"If you ask me," said Edmund, "it's like somewhere in the Narnian world. Look at those mountains ahead - and the big ice-mountains beyond them. Surely they're rather like the mountains we used to see from Narnia, the ones up Westward beyond the Waterfall?"
"Yes, so they are," said Peter. "Only these are bigger."
"I don't think those ones are so very like anything in Narnia," said Lucy. "But look there." She pointed Southward to their left, and everyone stopped and turned to look. "Those hills," said Lucy, "the nice woody ones and the blue ones behind - aren't they very like the Southern border of Narnia?"
"Like!" cried Edmund after a moment's silence. "Why, they're exactly like. Look, there's Mount Pire with his forked head, and there's the pass into Archenland and everything!"

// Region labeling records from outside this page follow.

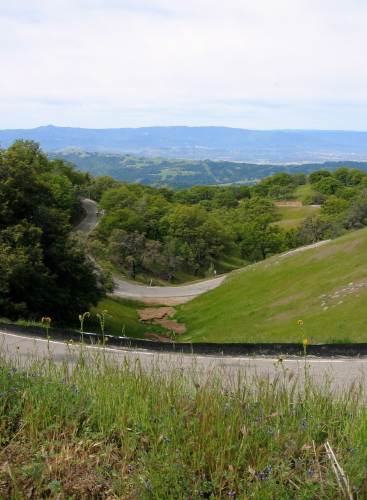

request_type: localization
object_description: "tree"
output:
[161,205,233,275]
[313,177,344,196]
[108,229,163,280]
[0,141,112,324]
[295,215,332,245]
[308,170,331,184]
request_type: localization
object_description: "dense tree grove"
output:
[0,140,111,323]
[90,167,367,281]
[4,141,367,308]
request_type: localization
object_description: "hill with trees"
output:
[0,140,112,324]
[49,151,367,191]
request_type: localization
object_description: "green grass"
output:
[275,205,320,229]
[175,229,367,343]
[0,346,367,500]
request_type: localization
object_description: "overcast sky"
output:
[0,0,367,131]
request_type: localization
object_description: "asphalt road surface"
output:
[9,195,356,388]
[74,199,226,305]
[0,331,367,390]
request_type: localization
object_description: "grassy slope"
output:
[176,229,367,343]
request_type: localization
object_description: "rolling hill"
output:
[0,125,367,163]
[175,228,367,343]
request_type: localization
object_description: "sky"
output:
[0,0,367,131]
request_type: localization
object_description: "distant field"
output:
[175,229,367,343]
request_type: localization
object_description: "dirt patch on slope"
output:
[137,307,186,335]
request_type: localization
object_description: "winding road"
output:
[0,196,367,390]
[74,199,227,305]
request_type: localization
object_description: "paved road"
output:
[74,199,226,305]
[0,331,367,390]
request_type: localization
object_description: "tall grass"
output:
[0,349,367,500]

"And yet they're not like," said Lucy. "They're different. They have more colours on them and they look further away than I remembered and they're more .. . more . . . oh, I don't know..."
"More like the real thing," said the Lord Digory softly.
Suddenly Farsight the Eagle spread his wings, soared thirty or forty feet up into the air, circled round and then alighted on the ground.
"Kings and Queens," he cried, "we have all been blind. We are only beginning to see where we are. From up there I have seen it all - Ettinsmuir, Beaversdam, the Great River, and Cair Paravel still shining on the edge of the Eastern Sea. Narnia is not dead. This is Narnia."
"But how can it be?" said Peter. "For Aslan told us older ones that we should never return to Narnia, and here we are."
"Yes," said Eustace. "And we saw it all destroyed and the sun put out."
"And it's all so different," said Lucy.